To finish this month a couple of those giant headlines that are the customary feature of the Daily Mail front page:

DOES TAP WATER HARM OUR BABIES? appeared on April 21st. With a macabre echo of the EPA scare that killed thousands of Peruvians in 1991, the “Committee on Toxicity” produced this one while assessing the work of “experts” at, of all places, Imperial College, London. Is there nowhere in academia that is unsullied by epidemiology? No numbers are given but just read some of the words – the information suggests there might be a small risk of an association between birth outcome problems and chlorination by-products in water… these results have added to the feeling that there might be a relationship. A previous study in Norway was quoted that produced a relative risk of 1.14.

Just one week earlier the headline was HRT: WHO CAN YOU BELIEVE? Modesty forbids giving a direct answer to the question, but they could have read Dangerous and destructive nonsense or Of human frights. The latest bit of epidemiology has cleared HRT of the accusations in some of the scares, but only after more than half the 1.7 million users in the UK have abandoned it.

The inside story, headed HRT confusion must be ended carries a side panel with a summary of some of the scares:

  July 2002: Alarm raised by  U.S. National Heart and Lung Institute, which said women on combined HRT for five years had a 26 per cent higher risk of breast cancer and a 29 per cent increased risk of heart attack.

September 02: Cancer  Research UK warns HRT does more harm than good. Trials suggest women more likely to contract a life-threatening disease than be protected against one.

May 03: U.S. scientists warn  combined HRT could increase the risk of Alzheimers.

August 03: Study of a million  British women finds taking combined HRT for ten years doubles risk of breast cancer.

October 03: Norwegian  researchers claim women taking HRT could face double the risk of asthma or hay fever.

December 03: Government Committee on Safety of Medicines bans doctors from using HRT as a main treatment against osteoporosis.

March 04: Women on oestrogen-only HRT are warned they face an increased risk of strokes in the Women's Health Initiative study.
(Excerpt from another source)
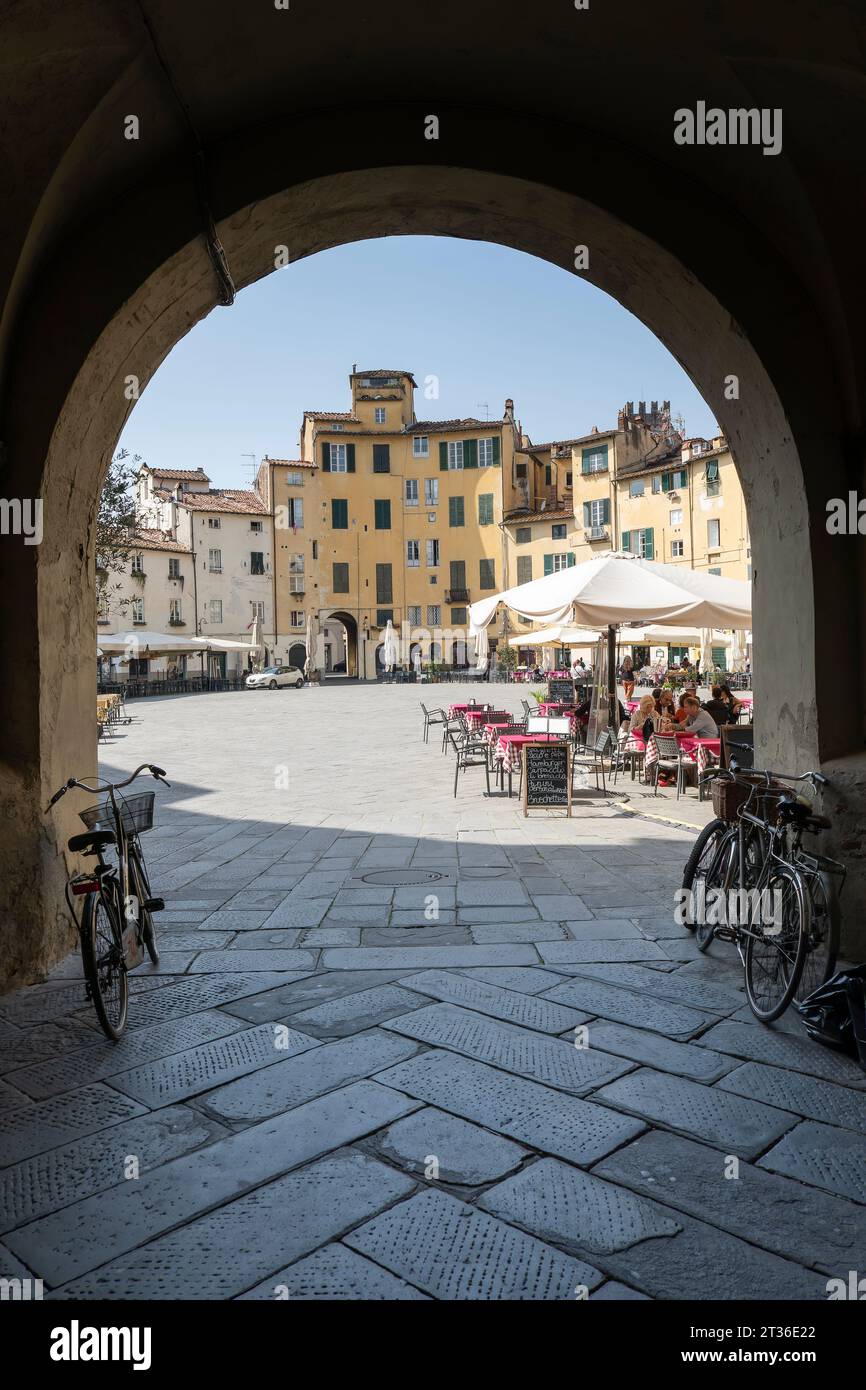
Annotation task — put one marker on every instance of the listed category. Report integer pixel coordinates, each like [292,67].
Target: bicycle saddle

April 04: U.S. experts say the risk of breast cancer from oestrogen-only HRT may be much smaller than feared.

 Why did epidemiologists combine to mount their attacks on this particular therapy. Was it the knowledge that the scares would guarantee big headlines around the world? Was there even an element of  Puritanism in the fear that mature women might be enjoying the continuation of their femininity?

Just to demonstrate its own resistance to junk science, that edition of the  Daily Mail also contained the following headlines – 3 million eggs may contain toxic drugs trace, How soya could help men beat cancer, Can music jog you brain into top gear? and (yes, its that man again) Were you born lucky? complete with chartmanship and examples of celebs.

Number of the month 850,000

This is the number of British women who have abandoned HRT as a result of the series of health scares.